5

Assume someone in my database was born at -73440000 unix time. This means he's born on 04-Sep-1967 UTC but 03-Sep-1967 EDT. How would I count the number of people born on each day of the year in EDT?


Right off the bat, you will discover that

SELECT FROM_UNIXTIME(-73440000)
-- returns NULL

Returns NULL. MySQL can't handle negative unix timestamps.

Fine, we can work around that:

select date_add('1970-01-01', interval -73440000 second)
-- returns 1967-09-04 00:00:00

Yields 1967-09-04 00:00:00 which is his birthdate in UTC.

We can try to convert this to EDT (Toronto time):

select convert_tz('1967-09-04 00:00:00','UTC','America/Toronto')
-- returns 1967-09-04 00:00:00, but should be 1967-09-03 20:00:00

But as it turns out, CONVERT_TZ doesn't work on dates prior to 1970 either.

(I've installed the timezones already and it does work on dates between 1970 and 2038)

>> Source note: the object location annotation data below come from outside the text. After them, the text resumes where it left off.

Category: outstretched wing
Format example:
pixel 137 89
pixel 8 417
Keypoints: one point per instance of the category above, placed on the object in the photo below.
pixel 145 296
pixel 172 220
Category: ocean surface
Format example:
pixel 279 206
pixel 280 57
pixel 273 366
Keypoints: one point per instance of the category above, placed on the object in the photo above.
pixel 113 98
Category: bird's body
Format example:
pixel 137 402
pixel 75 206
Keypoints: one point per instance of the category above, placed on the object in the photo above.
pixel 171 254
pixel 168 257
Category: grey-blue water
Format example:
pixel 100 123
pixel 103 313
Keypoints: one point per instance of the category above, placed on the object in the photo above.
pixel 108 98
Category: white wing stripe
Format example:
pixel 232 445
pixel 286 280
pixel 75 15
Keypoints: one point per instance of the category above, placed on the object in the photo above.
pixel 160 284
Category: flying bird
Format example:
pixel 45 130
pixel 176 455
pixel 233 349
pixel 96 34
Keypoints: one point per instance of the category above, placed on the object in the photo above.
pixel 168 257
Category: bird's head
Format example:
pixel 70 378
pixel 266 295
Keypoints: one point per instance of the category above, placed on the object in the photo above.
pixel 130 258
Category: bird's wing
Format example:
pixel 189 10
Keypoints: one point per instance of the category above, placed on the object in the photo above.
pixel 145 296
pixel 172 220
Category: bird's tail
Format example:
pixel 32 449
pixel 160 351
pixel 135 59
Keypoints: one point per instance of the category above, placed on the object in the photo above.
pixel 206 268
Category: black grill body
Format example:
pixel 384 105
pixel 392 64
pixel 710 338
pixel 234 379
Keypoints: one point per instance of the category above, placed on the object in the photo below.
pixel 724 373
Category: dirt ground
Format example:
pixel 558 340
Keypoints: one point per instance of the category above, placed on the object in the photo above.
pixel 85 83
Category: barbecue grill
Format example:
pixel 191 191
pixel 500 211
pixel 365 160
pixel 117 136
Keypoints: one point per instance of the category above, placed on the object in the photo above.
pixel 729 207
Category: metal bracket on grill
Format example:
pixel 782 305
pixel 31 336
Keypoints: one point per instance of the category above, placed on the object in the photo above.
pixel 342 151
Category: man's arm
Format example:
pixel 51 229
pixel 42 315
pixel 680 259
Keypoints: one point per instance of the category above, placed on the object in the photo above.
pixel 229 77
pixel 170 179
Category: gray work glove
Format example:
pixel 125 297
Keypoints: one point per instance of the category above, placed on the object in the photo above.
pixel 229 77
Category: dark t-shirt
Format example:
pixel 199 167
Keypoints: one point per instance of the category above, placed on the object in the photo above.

So now I'm stuck. I need to convert the unix timestamp to a MySQL DATE so that I can GROUP BY it and then COUNT it. The only other option I can think of is to return every record in the database as unix timestamps and use another language to do the conversion and tally them up, but that could get a bit ridiculous if there's millions of records.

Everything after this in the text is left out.